Grain boundary diffusion behaviors of hot-deformed magnets in different directions with additional pressure

Abstract

The diffusion behaviors of hot-deformed magnets were investigated in two different directions with additional pressure. For magnets diffusion along the direction parallel to the C-axis (∥C magnets) and magnets diffused perpendicular to the C-axis (⊥C magnets), the coercivity increased by 3.66 kOe and 4.94 kOe, while the remanence decreased by 1.39 kGs and 1.04 kGs, respectively. The coercivity and remanence are both higher in ⊥C magnets as compared to ∥C magnets. SEM indicates that the orientation in ⊥C magnets is better than in ∥C magnets, which contributes to the more excellent remanence.
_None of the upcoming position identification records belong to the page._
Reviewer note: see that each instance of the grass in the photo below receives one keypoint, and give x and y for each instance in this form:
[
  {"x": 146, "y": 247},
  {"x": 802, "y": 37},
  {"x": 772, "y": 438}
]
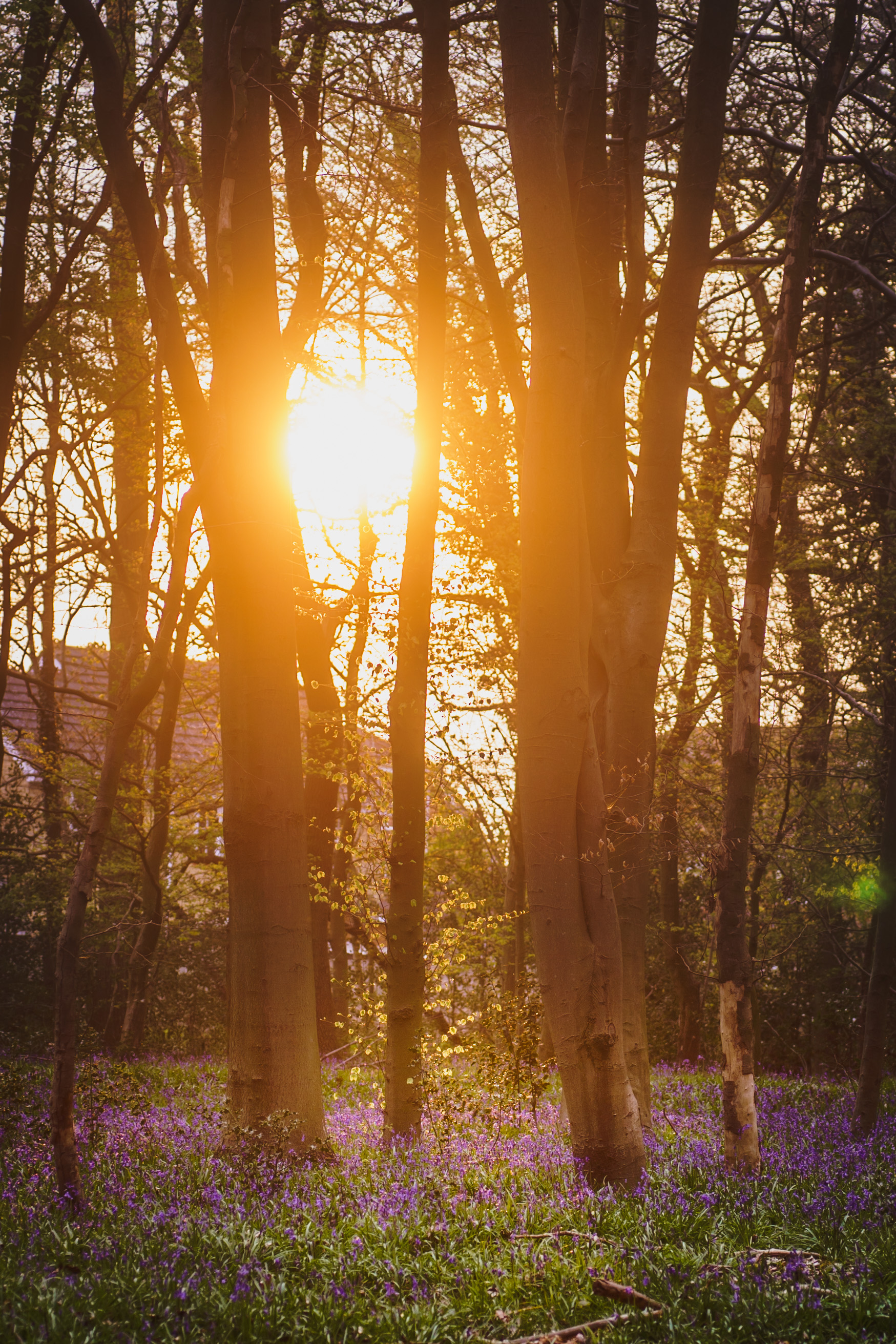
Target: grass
[{"x": 183, "y": 1244}]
The SEM also suggests the distribution of the rare-earth-rich phase was more uniform in ⊥C magnets. EPMA shows that the diffusion depth of ⊥C magnets reaches around 1500 μm, while ∥C magnets is less than 1250 μm. Both the homogeneous distribution of the rare-earth-rich phase and deeper diffusion depth are responsible for the improved coercivity of ⊥C magnets. EDS shows that the Nd70Cu30 preferentially entered the interior of the magnets through the interface formed by the fine grains of melt-spun ribbon edges for ∥C magnet during grain boundary diffusion process. But the ⊥C magnet did not show this preference during diffusion. The grain morphology and diffusion resistance of magnets in different directions is the fundamental cause for the difference of Cu distribution in ∥C magnet and ⊥C magnet. The initial magnetization curves suggests that the coercivity mechanism of the initial magnets combines nucleation and domain wall pinning, while the domain wall pinning is enhanced for the diffused magnets. The optimum performances with Br = 13.21 kGs, Hcj = 18.23 kOe, and (BH)max = 43.01 MGOe were achieved in ⊥C magnets.